Auskunft des Abrissunternehmers Heine aus Holzminden sollen alle Gebäudeteile bis zum heutigen Samstag abgerissen sein. Für die Bauschuttbeseitigung und das Entfernen der Fundamente - es werde laut Heine selbstverständlich alles getrennt und teilweise recycelt - sowie die Rückverfüllung der Baugrube veranschlagt der Unternehmer den Zeitraum bis Ostern. Die erforderlichen Straßensperrungen sollen bereits ab heute wieder aufgehoben werden. Es wird noch bis zum Osterwochenende zu Behinderungen des Straßenverkehrs durch die Abriss- und Abfuhrarbeiten kommen.
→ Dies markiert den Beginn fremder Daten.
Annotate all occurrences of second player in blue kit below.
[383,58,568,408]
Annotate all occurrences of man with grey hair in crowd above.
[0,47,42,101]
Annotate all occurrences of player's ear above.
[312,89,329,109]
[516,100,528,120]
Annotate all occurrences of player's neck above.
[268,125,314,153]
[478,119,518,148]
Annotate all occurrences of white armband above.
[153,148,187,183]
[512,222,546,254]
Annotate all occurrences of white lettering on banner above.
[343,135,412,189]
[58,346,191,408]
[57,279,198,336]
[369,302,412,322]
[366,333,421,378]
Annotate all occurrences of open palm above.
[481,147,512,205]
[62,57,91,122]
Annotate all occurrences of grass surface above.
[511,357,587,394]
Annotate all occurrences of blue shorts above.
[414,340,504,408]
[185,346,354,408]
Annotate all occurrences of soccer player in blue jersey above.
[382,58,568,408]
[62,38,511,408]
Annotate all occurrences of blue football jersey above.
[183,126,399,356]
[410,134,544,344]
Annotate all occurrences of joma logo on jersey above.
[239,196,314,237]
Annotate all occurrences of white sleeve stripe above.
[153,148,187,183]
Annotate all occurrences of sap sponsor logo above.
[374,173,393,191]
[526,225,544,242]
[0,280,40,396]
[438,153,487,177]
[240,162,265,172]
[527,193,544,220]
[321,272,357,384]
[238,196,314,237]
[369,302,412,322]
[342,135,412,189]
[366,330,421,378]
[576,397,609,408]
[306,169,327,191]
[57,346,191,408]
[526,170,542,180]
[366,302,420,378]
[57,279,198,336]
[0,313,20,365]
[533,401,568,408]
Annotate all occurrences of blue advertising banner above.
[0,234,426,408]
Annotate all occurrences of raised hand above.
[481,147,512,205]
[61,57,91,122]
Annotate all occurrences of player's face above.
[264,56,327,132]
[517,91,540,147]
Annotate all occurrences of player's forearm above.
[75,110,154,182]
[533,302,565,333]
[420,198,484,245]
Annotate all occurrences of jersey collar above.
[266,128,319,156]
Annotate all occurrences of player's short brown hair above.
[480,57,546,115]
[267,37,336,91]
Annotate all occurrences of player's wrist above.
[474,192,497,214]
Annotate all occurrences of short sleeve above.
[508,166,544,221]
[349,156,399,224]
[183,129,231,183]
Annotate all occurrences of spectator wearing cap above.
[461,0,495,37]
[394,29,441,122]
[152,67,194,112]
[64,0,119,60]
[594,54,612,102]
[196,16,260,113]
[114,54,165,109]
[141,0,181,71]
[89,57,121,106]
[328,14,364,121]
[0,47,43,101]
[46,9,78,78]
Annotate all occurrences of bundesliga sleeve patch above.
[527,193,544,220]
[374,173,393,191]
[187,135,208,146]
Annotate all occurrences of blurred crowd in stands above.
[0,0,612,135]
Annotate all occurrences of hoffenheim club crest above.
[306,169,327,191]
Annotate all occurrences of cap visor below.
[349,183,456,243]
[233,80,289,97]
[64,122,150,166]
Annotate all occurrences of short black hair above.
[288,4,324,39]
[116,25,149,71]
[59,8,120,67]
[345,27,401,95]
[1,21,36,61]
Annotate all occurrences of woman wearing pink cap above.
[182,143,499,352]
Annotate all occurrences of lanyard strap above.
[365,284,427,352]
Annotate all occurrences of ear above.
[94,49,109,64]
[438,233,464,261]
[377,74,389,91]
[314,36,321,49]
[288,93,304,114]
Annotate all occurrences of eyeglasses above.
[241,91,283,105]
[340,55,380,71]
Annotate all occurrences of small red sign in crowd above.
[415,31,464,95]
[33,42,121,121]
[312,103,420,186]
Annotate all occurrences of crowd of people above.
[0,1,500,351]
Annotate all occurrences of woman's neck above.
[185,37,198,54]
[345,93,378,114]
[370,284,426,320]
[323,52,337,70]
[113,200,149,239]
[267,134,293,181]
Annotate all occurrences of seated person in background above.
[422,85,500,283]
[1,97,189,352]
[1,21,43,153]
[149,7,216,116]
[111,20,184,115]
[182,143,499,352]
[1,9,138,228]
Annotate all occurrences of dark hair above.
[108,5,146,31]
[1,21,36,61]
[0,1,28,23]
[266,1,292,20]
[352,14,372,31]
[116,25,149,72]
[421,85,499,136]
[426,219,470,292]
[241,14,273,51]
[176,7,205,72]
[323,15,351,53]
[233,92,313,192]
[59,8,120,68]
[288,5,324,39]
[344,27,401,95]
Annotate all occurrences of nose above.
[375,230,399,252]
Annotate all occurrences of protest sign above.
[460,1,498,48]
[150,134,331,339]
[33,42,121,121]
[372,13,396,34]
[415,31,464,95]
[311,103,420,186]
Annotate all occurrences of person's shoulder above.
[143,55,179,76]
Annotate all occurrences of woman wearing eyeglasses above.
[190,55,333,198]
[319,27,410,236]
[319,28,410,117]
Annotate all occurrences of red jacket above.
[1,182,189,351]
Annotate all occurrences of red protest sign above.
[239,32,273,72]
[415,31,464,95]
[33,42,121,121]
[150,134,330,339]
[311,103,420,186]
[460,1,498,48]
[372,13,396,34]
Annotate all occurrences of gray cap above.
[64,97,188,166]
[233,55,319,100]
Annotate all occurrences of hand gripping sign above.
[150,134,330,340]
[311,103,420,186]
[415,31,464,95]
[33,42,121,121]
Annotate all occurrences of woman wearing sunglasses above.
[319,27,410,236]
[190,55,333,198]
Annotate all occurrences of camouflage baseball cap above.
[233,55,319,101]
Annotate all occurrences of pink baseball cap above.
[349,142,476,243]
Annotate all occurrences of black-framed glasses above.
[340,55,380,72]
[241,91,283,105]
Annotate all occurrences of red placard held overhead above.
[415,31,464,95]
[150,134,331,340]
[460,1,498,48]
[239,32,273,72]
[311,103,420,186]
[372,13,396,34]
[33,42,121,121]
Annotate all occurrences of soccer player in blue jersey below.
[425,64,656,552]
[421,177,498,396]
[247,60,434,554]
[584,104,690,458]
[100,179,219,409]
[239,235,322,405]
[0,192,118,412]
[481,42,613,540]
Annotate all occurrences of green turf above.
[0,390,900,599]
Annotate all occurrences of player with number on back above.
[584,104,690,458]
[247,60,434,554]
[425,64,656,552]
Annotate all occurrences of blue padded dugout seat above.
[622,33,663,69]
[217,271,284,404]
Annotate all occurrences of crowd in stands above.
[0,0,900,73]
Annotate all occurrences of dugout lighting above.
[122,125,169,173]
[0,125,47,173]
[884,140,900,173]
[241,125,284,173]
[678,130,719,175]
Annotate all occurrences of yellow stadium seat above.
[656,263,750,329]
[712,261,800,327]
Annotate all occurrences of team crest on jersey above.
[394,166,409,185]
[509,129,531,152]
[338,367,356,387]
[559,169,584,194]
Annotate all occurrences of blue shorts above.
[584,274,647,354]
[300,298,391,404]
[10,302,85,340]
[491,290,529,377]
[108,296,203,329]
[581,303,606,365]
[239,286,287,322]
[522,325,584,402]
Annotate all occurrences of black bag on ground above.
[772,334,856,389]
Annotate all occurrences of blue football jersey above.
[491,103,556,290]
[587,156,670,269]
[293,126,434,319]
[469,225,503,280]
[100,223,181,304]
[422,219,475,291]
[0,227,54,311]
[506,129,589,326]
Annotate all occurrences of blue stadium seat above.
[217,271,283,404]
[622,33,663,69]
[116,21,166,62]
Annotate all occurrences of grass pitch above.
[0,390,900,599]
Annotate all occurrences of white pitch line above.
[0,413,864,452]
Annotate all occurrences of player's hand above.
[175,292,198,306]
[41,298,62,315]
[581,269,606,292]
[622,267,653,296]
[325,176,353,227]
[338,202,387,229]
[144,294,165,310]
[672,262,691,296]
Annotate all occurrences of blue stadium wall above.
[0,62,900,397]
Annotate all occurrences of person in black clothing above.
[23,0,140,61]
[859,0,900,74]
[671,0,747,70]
Jüdischer Kaufmann baute das Haus 1907

Das Eckhaus in der Hauptstraße 50 wurde 1907 von dem jüdischen Textilkaufmann Alex Bach (geboren 1868) erbaut. Aus Aufzeichnungen über das jüdische Leben in der Gemeinde geht hervor, dass er neben seinen beiden ledigen Söhnen Arthur und Kurt mehrere Angestellte, einen Lehrling und ein christliches Hausmädchen beschäftigte. Zusätzlich zu dem Ladengeschäft bereiste Bach und auch seine Angestellten mit Musterkoffern die umliegenden Dörfer. Mit dem Auto wurden die Vertreter samt ihrer Fahrräder morgens in die Dörfer der Ottensteiner Hochebene gefahren, nahmen dort Bestellungen auf und radelten abends nach Hehlen zurück. Die georderte Ware wurde dann durch ortsansässige „Agenten" ausgeliefert. Es war üblich, im Frühjahr einzukaufen und im Herbst, nach der Ernte, zu zahlen. Im Jahre 1940 verließ die Familie Bach aufgrund der politischen Verhältnisse Deutschland und wanderte nach Bolivien aus.

Das Gebäude wurde nun durch die Gemeinde Hehlen als Kindergarten genutzt, und im Laufe der Jahre bewohnten verschiedene Handwerker, wie Elektrohändler Babst, Fahrradhändler Struck oder die Schneiderfamilie Fehmi das Haus. 1956 erwarb Familie Karl Edler das Gebäude und betrieb ein Milchgeschäft und Lebensmittelhandel bis in die frühen 90er-Jahre.